Dalam kuartal terakhir yang berakhir 1 September 2012, kerugian yang dialami RIM masih lebih baik dari perkiraan pelaku pasar. RIM memang tengah terguncang karena perubahan yang sangat cepat di pasar smartphone.

Nilai rugi per saham RIM mencapai 27 sen, nilai ini dinilai tidak terlalu buruk ketimbang perkiraan pelaku pasar yang memperkirakan rugi per saham adalah 46 sen. Namun harga saham RIM pada perdagangan kemarin naik 18%.

"Di samping adanya perubahan yang kami lakukan di organisasi, hasil kuartal kedua ini memperlihatkan RIM melakukan progres finansial dan operasional sepanjang transisi ini," ujar Presiden Direktur RIM Thorsten Heins dikutip dari AFP, Jumat (28/9/2012).

Heins mengatakan, ponsel BlackBerry 10 yang akan diluncurkan RIM siap berkometisi dengan iPhone keluaran Apple dan ponsel Android. "BlackBerry 10 bakal diluncurkan kuartal I-2013," ujar Heins.

Peluncuran BlackBerry 10 ini mundur dari rencana awal yaitu di akhir 2012 ini.
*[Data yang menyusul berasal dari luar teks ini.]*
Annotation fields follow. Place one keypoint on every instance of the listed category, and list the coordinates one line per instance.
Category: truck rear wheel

RIM menyatakan, pendapatannya di kuartal kedua tahun fiskalnya naik 2% menjadi US$ 2,9 miliar dibanding kuartal sebelumnya. Namun pendapatan ini turun 31% dibanding kuartal yang sama tahun sebelumnya.

Perusahaan ini juga mengaku telah menjual 7,4 juta BlackBerry dan 130 ribu tablet BlackBerry PlayBook. Saat ini jumlah pelanggan BlackBerry di seluruh dunia mencapai 80 juta dan posisi kas naik menjadi US$ 2,3 miliar.